TEENS & TWEENS
By CHARIS PATRICK
We all know that boys and girls are different ... it is stating the obvious. In my home, when I ask my boy to bring a cup from the kitchen, I probably have to ask a few times before he’d comply and then he’d just leave it on the table.
When I ask my daughter for the same thing, she would bring the cup straight away and ask: “Do you want some water?”
There may be feminist movements or gender equality campaigns but ask any parent and they can tell you that boys will be boys. They are filthy but adorable, naughty yet angelic, strong yet helpless.
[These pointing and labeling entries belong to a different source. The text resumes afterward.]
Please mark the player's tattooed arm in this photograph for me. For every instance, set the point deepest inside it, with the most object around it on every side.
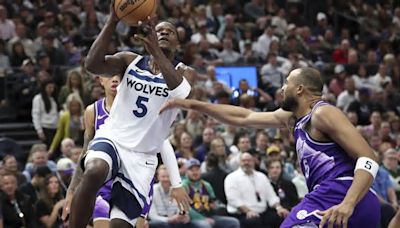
(97, 60)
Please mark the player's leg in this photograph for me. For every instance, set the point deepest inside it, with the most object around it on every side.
(395, 221)
(99, 165)
(101, 213)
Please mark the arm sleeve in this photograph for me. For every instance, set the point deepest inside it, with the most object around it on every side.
(36, 114)
(182, 91)
(168, 157)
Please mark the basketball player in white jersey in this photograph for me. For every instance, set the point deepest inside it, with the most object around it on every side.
(124, 148)
(95, 116)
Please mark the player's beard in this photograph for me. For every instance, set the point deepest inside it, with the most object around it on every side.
(289, 104)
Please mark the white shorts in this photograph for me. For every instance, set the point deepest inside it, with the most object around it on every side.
(132, 174)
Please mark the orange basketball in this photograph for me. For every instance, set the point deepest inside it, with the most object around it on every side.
(132, 11)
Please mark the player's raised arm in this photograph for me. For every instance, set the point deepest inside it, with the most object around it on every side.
(332, 122)
(97, 61)
(234, 115)
(161, 41)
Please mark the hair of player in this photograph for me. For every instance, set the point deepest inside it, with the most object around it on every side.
(311, 79)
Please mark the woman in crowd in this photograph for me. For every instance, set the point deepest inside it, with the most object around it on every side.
(45, 112)
(70, 124)
(50, 203)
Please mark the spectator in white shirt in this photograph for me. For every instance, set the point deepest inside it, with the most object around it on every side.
(203, 34)
(228, 55)
(7, 26)
(249, 193)
(165, 212)
(349, 95)
(45, 113)
(380, 78)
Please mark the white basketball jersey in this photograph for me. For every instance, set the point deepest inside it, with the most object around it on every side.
(135, 122)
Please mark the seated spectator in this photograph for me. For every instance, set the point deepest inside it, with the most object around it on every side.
(67, 145)
(204, 148)
(32, 188)
(50, 203)
(284, 189)
(216, 176)
(39, 158)
(74, 84)
(185, 149)
(17, 208)
(217, 148)
(202, 194)
(249, 193)
(164, 212)
(11, 165)
(45, 112)
(70, 124)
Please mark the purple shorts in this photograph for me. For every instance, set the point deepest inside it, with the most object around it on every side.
(367, 213)
(101, 209)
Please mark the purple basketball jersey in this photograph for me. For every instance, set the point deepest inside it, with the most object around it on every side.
(320, 160)
(328, 171)
(101, 114)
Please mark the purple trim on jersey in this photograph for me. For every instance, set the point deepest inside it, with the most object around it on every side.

Boys are an intriguing bundle of contradictions, especially during their teenage years.
Clinical psychologist and author Anthony E. Wolf says: “Once adolescence begins, teenage boys go to their rooms, close the door, turn on the stereo, and come out four years later. Be reassured: It’s not anything they’re doing wrong, it’s just a natural (and annoying) part of a boy’s adolescence.”
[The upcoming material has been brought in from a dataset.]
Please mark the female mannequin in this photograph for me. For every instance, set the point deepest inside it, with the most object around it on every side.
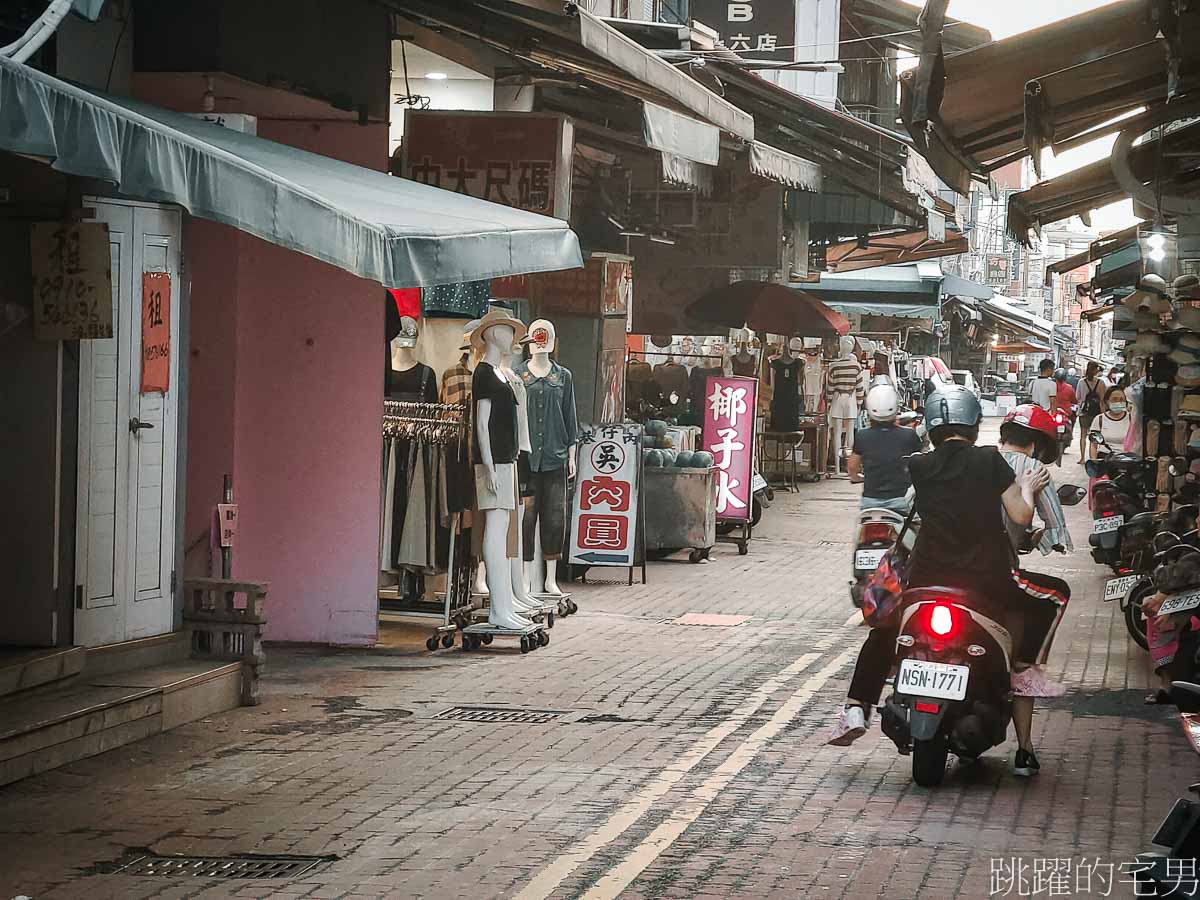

One mother describes her teenage boy as “living in the land of the “Four I’s,” – acting as if he is “Invulnerable, Invincible, Immortal and Infertile – taking huge risks on a daily basis. What could be more challenging than that?
Why does this happen? Teen boys suddenly find themselves trying to live up to a huge new level of social responsibility. They are expected to “be a man,” to become leaders, wage earners, and models of self-sufficiency. They are expected to succeed in the working world, to be the risk-takers in initiating social and dating relationships, yet remain sensitive and open to females as equals and partners.
Because they feel totally unprepared to meet these challenges, the result can be either fight or flight, which translates into aggression and rebellion, or retreat and withdrawal.
Getting through to boys
Below are some pointers to help us understand and connect with our teen and tween boys:
Boys take longer to mature than girls. Simple but true. If we understand this, it will reduce some of the frustration we feel when we compare our sons with our daughters. We have to be careful especially with first-born sons with their sisters who are a couple of years younger.
A younger sister maturing earlier has a good chance of being on par academically and socially with her older brother. She inevitably becomes a threat. This is a common source of sibling rivalry, leaving many eldest boys discouraged. They end up giving their sister a hard time “for no apparent reasons.”
Give them time to mature and develop. Most boys take their time growing up – sometimes a decade or two! Bottom line: Parenting boys takes patience, persistence and perseverance.
The here and now
Boys generally live in the here and now, especially teenage boys. Avoid nagging your teenager about how his current behaviour is going to impact his adulthood.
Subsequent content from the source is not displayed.